In general, this bargaining power is determined by several factors. These include the number of customers or the size of the market, the availability of substitutes, and the relative importance of the product or service to the customer.

Note that the buyer-to-firm concentration ratio is low in the food and beverage industry. There are too many firms offering alternative and substitute products that compete for the hard-earned cash of food and beverage customers. It is also important to note that the industry and its specific markets are characterized by a monopolistic market structure.

Consumers can also be sensitive to price. The prices of coffee and other items sold in Starbucks stores are relatively higher than alternatives and substitutes. Economic downturns and low-income situations would divert customers to inexpensive products.
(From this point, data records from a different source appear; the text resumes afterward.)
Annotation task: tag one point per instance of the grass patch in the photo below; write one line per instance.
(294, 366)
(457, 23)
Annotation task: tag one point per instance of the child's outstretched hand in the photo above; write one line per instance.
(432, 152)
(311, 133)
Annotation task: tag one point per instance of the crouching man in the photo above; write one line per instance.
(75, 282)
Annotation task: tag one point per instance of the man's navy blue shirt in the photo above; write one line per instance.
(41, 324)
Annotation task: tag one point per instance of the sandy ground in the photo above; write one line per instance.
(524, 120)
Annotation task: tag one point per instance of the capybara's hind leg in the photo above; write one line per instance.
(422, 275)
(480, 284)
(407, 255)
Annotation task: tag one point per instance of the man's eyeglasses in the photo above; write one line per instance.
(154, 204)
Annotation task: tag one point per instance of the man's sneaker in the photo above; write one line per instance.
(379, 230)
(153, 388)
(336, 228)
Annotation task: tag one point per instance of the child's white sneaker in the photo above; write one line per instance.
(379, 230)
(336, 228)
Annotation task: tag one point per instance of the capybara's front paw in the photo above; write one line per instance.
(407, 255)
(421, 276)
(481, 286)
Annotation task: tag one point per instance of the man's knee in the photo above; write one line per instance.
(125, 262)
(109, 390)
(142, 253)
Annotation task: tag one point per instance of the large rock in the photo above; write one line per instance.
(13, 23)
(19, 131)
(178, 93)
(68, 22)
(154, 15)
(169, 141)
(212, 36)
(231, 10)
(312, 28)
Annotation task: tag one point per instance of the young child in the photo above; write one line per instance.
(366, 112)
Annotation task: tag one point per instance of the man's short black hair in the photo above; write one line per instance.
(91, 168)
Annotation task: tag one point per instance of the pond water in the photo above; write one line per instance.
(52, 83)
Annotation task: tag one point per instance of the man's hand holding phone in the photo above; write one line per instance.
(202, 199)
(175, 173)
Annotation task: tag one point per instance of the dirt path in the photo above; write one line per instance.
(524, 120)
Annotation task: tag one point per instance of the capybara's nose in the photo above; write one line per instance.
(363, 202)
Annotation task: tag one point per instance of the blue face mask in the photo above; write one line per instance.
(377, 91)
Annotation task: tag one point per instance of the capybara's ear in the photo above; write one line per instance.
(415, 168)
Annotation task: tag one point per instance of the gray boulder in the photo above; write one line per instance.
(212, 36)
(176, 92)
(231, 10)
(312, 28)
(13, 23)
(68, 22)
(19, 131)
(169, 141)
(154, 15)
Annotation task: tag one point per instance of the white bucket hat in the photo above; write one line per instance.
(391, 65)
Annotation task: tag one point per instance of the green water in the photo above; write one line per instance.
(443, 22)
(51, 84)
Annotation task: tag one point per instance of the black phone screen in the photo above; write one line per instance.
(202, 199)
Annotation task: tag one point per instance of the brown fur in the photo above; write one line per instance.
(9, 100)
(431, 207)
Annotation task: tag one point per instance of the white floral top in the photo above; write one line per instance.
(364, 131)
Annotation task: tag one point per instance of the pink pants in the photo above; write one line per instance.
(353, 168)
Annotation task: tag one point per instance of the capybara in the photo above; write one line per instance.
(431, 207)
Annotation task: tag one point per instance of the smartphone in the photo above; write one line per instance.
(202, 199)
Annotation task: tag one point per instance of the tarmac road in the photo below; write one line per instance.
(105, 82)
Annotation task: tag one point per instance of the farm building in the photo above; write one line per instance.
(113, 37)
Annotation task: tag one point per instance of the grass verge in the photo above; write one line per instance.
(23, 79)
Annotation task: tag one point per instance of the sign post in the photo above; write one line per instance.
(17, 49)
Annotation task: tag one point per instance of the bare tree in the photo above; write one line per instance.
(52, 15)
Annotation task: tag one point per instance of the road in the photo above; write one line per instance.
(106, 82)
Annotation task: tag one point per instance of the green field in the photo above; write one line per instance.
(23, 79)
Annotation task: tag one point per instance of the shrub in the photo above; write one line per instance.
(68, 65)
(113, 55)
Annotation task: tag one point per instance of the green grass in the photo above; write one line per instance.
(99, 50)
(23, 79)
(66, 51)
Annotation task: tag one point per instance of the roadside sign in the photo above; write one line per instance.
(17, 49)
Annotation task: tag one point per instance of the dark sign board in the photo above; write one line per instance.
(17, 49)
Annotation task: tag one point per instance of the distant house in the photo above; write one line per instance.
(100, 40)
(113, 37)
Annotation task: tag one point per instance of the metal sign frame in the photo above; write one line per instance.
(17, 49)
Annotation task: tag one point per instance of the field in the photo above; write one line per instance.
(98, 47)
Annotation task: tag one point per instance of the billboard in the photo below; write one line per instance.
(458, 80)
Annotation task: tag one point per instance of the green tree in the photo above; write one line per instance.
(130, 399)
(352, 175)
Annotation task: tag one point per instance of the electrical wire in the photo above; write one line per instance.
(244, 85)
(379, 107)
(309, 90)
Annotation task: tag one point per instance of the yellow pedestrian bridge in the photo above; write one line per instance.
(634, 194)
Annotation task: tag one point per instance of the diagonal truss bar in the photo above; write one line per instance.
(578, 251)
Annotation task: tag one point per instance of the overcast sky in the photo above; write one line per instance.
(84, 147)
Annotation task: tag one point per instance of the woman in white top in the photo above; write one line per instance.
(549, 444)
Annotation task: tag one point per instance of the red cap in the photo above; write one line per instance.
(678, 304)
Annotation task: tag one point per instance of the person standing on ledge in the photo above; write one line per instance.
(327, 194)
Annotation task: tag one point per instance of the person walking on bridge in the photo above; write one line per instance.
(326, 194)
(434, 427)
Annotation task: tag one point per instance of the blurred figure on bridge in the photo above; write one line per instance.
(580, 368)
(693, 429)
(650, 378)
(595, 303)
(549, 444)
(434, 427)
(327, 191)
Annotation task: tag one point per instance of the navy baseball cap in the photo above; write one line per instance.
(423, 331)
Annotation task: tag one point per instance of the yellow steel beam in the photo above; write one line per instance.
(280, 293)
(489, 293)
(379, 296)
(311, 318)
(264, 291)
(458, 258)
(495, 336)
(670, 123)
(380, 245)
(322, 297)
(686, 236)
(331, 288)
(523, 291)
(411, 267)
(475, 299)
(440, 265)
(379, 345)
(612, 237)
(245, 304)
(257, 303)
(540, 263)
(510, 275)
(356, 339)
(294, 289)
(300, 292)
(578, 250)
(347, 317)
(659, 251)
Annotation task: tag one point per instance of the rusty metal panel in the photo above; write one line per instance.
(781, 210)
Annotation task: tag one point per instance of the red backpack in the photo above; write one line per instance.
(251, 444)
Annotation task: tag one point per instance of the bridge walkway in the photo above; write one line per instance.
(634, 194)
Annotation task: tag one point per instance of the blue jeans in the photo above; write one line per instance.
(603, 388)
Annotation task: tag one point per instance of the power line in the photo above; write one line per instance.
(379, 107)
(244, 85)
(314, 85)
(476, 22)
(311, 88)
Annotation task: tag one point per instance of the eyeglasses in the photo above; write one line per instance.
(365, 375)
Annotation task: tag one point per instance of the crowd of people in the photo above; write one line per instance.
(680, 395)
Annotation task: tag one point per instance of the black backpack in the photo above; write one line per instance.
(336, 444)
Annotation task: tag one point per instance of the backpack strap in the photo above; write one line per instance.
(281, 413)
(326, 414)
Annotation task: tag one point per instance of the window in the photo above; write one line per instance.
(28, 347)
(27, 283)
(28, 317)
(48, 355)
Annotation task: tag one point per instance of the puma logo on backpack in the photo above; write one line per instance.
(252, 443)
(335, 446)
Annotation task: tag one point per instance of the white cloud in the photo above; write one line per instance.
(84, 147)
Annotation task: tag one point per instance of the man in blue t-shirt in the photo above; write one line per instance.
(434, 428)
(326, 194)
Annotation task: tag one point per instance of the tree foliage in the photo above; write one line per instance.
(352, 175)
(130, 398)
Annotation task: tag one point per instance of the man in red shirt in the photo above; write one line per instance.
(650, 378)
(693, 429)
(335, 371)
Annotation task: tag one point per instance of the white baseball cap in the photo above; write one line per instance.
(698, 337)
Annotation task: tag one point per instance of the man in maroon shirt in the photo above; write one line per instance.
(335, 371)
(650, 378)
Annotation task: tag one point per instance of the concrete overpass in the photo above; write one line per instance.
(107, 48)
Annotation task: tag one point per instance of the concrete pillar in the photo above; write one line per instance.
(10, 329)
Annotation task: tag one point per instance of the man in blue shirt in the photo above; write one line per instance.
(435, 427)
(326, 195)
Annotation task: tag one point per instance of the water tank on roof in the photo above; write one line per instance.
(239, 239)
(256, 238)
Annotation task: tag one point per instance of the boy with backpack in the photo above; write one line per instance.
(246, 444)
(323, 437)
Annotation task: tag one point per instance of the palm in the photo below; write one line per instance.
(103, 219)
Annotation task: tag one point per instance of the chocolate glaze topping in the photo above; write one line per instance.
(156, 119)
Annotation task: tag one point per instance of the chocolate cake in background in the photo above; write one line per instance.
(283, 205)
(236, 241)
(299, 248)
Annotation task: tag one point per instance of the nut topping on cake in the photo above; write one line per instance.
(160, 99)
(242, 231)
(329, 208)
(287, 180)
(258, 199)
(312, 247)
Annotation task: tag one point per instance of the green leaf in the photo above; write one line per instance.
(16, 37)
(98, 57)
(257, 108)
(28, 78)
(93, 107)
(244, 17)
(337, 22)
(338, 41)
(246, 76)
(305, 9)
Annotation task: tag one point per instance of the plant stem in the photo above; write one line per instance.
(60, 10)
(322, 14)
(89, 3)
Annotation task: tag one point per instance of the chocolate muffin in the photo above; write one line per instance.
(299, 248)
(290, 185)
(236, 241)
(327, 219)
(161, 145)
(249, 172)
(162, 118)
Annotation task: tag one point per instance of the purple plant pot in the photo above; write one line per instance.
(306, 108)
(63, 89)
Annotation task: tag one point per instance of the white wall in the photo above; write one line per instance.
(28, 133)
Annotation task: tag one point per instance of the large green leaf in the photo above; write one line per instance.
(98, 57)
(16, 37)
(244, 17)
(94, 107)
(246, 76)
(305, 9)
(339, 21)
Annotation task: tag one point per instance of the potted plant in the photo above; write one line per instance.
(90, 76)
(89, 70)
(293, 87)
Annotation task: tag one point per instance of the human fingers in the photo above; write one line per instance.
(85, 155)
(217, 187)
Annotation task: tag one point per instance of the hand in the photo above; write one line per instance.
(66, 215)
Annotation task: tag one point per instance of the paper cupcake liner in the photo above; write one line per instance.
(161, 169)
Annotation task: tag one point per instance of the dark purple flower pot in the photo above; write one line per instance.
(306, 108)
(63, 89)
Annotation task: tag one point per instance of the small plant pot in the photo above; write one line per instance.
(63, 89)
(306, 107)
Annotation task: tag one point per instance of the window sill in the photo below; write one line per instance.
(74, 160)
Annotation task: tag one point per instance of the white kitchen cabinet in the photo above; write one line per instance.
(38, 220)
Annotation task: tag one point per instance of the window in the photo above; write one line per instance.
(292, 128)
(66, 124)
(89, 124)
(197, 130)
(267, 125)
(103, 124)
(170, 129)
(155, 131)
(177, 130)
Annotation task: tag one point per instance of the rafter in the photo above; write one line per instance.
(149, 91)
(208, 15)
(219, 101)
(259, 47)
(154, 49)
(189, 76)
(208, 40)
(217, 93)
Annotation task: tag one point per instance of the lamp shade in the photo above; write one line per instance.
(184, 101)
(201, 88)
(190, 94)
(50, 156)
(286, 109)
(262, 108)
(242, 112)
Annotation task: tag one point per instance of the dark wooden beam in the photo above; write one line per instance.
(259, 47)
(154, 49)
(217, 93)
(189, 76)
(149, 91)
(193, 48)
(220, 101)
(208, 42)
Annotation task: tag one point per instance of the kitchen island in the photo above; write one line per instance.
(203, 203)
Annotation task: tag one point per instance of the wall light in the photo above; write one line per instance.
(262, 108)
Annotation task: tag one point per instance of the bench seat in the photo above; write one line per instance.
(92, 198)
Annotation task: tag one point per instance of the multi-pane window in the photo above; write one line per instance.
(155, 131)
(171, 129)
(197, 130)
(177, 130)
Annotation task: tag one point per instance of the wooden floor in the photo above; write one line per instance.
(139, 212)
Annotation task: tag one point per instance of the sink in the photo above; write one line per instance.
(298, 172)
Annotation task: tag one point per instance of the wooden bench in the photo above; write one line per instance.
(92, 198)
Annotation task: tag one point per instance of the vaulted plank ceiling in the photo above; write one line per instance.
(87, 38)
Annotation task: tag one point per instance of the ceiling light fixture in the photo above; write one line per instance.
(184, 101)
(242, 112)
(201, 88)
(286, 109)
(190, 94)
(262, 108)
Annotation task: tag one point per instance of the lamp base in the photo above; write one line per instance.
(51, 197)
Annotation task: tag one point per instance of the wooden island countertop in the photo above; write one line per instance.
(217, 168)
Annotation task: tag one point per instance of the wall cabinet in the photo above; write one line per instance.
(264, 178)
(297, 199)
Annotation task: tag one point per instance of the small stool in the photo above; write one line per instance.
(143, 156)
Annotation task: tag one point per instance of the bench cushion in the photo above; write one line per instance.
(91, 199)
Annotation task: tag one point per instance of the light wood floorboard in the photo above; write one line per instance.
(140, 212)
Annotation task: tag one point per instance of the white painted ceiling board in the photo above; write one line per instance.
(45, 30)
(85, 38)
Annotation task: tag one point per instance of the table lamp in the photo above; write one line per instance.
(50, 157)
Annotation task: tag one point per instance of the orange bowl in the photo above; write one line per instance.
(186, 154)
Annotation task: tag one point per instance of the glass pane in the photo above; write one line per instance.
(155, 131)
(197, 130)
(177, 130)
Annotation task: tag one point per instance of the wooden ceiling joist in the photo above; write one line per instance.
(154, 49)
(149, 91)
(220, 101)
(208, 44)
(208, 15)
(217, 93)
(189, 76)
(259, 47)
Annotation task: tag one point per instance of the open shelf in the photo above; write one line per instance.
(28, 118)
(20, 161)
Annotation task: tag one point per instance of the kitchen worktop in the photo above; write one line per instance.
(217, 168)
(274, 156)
5. Bargaining Power of Suppliers

Starbucks has a complex and global supply chain, with suppliers and partners located around the world. The company works closely with its suppliers to ensure that it has a consistent and reliable supply of high-quality products, while also implementing sustainable sourcing practices to minimize its impact on the environment.

The bargaining power of its suppliers has a low to moderate impact on its business. Remember that it is the largest coffeehouse in the world. Suppliers would opt to choose established and prominent companies because doing so is more profitable.

Furthermore, because the company maintains a strong relationship with its suppliers as part of its supply chain strategy and corporate social responsibility, it can lower their bargaining power by providing a unique proposition centered on creating a win-win situation among all participants. It is committed to improving the business of its suppliers.